Here is my brief assessment of Tony Jones’ blogposts that deny the traditional Christian doctrine of original sin. Besides the immaturity (“Watch out, Brian, the NeoReformed stormtroopers went after Scot McKnight last week, and they’ll probably come after you here!”), Tony’s posts suffer from ignorance and arrogance.
1. Ignorance: Tony reduces original sin to original guilt, overlooking that it also contains moral pollution or corruption. Tony apparently believes that everyone sins, but he doesn’t say why—is it something in our environment or something we inherited from our parents? If it is the former, then Tony cannot explain why everyone sins. If it is the latter, then despite his protests, Tony actually holds one expression of the doctrine of original sin.
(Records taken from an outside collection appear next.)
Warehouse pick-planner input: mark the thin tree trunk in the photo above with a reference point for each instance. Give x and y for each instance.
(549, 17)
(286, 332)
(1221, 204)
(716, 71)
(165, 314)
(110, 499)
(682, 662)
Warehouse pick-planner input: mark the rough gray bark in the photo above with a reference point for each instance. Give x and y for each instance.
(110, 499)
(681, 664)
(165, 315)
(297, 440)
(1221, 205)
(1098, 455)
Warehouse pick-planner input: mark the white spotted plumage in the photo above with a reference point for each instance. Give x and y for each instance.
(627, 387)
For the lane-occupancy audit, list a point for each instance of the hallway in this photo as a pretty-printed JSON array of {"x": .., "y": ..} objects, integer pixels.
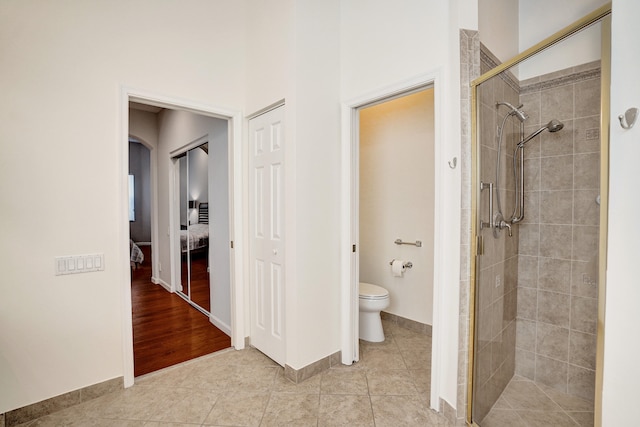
[{"x": 166, "y": 329}]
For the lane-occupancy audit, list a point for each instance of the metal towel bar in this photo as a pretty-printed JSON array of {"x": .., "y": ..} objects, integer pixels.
[
  {"x": 418, "y": 243},
  {"x": 407, "y": 264}
]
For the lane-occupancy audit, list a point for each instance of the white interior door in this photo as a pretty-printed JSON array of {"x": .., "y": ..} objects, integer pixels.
[{"x": 266, "y": 134}]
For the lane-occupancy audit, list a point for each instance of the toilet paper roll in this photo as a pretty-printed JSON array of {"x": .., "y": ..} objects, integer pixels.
[{"x": 397, "y": 268}]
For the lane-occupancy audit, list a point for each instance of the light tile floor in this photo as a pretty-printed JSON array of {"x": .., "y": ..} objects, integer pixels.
[
  {"x": 528, "y": 404},
  {"x": 389, "y": 386}
]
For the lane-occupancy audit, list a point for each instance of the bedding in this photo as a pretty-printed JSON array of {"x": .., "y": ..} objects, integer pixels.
[{"x": 197, "y": 235}]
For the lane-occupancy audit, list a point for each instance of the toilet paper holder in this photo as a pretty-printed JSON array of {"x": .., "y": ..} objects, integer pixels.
[{"x": 407, "y": 264}]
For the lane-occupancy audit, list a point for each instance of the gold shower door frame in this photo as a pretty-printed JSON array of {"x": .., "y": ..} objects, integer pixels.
[{"x": 601, "y": 14}]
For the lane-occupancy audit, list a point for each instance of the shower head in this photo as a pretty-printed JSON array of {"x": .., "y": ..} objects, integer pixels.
[
  {"x": 515, "y": 111},
  {"x": 552, "y": 126}
]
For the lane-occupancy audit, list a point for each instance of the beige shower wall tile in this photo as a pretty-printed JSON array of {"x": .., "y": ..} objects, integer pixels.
[
  {"x": 526, "y": 335},
  {"x": 581, "y": 382},
  {"x": 587, "y": 171},
  {"x": 554, "y": 308},
  {"x": 585, "y": 242},
  {"x": 586, "y": 210},
  {"x": 531, "y": 105},
  {"x": 582, "y": 350},
  {"x": 554, "y": 241},
  {"x": 527, "y": 303},
  {"x": 552, "y": 341},
  {"x": 532, "y": 174},
  {"x": 587, "y": 101},
  {"x": 555, "y": 275},
  {"x": 557, "y": 143},
  {"x": 531, "y": 207},
  {"x": 528, "y": 271},
  {"x": 584, "y": 278},
  {"x": 551, "y": 372},
  {"x": 587, "y": 134},
  {"x": 556, "y": 173},
  {"x": 525, "y": 363},
  {"x": 584, "y": 314},
  {"x": 556, "y": 207},
  {"x": 557, "y": 103},
  {"x": 529, "y": 239}
]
The Eastern Church teaches that we “automatically inherit Adam’s corruption and mortality, but not his guilt” (see my previous post on “original sin and the Eastern Church) and some Protestants believe that we become guilty only when we act on our sinful disposition inherited from Adam.
I don’t agree with these positions, but at least they aren’t heretical. My point is that Tony’s incomplete definition of original sin produces theological confusion. Does he really deny the doctrine of original sin, or does he only think that he does? He certainly denies original guilt—which is a problem, but does he also deny original corruption—which would be heresy? He doesn’t say.
2. Arrogance: Tony Jones (Tony Jones!) has the temerity to disagree with the Apostle Paul. He says that Romans 5 could be read in two ways—the way that Paul intended or the way that Tony prefers. He writes:
[1] If one believes that there is some kind of spiritual nature that is passed from mother (or father) to child by a biological process, as Paul likely believed, then this passage will be taken one way. [2] If, however, one does not believe that the taint of Adam’s sin is genetic but is instead an archetypal account of the human condition, then it will be taken another way.
In his post on original sin and Genesis, Tony clearly says that he opts for #2. He writes that Genesis 3 is “paradigmatic as opposed to factual” and that it does not teach that Adam and Eve “were changed at the genetic level that would infect subsequent generations.”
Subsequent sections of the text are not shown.